Like Jacob’s daughter, Dinah, Israel is once again being violated, treated by those who wish to see it gone as an illegitimate daughter—or worse—of western colonialism. 

Yet, though we Jews will not allow ourselves to behave as did Shimon and Levi in olden days, we do have a right to exist in freedom, along with a good measure of well-deserved pride for our accomplishments and many contributions to civilization. The consensus among American Jews is that open or concealed carry is not the way. Practically all synagogues, temples and other Jewish organizations have had to hire outside protection (at our own expense). So what else is left? Shall we, in Jacob’s sons’ words, be treated as a prostitute? 

I think not.

We Jews have every right to demand—and to receive—equal protection under the law as any other citizen of the United States. Freedom of speech cannot be, and must never be, used as defense for incitement, for calls to violence, intimidation, or delegitimization of Jews anywhere.  And if defining Jews as a nationality will give us access to the protection guaranteed  by Article VI of the Civil Rights Law of 1964, then I say, without any equivocation, I am fine with that.

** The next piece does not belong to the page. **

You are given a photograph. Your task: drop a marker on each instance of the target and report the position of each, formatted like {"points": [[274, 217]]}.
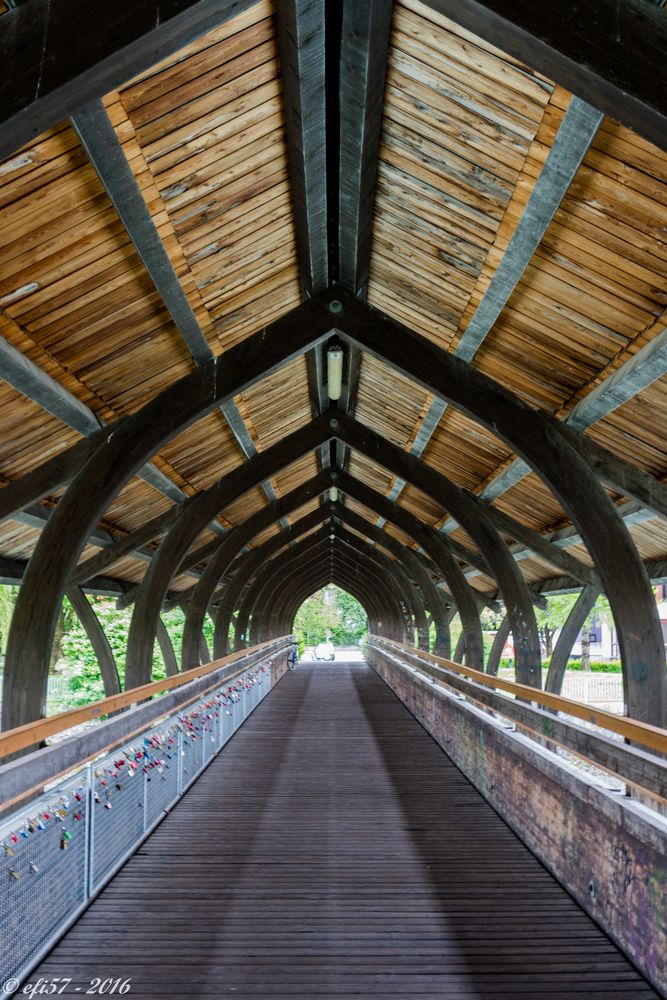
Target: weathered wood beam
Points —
{"points": [[363, 59], [167, 649], [169, 557], [610, 54], [228, 550], [463, 595], [98, 640], [475, 519], [124, 449], [28, 378], [100, 141], [641, 370], [301, 44], [567, 638], [540, 441], [558, 557], [56, 57], [571, 143], [13, 570], [125, 546], [98, 138]]}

The question of whether Jews are a nation or merely adherents to a religion has vexed the world for centuries, and still defies clear answer. Judaism is commonly defined as a culture, a way of life, a religion—but also as a nationality. Our name comes from the tribe and land of our origin: Judah. Our history, our fundamental texts, our culture, our entire heritage, are anchored in our homeland, today called Israel. The State of Israel may be a relatively new political entity, but history, tradition and archeology prove the Jewish People’s legitimate claim to our land. Today, Jews may live in every land, come in all varieties of skin color, practice our faith and culture in every possible form and manner. But at the end of the day we are still one people. We can’t sing Am Yisrael Chai—the People of Israel lives—and not recognize that we are indeed a people. To deny our nationhood is to deny our very existence, past, present and future. No one has the right to take that away from us. At this point in our history, we have earned every right to define and defend ourselves. Am Yisrael Chai—the People of Israel—miraculously, still lives, and it is us.

May God give us with strength, may God bless us all with peace.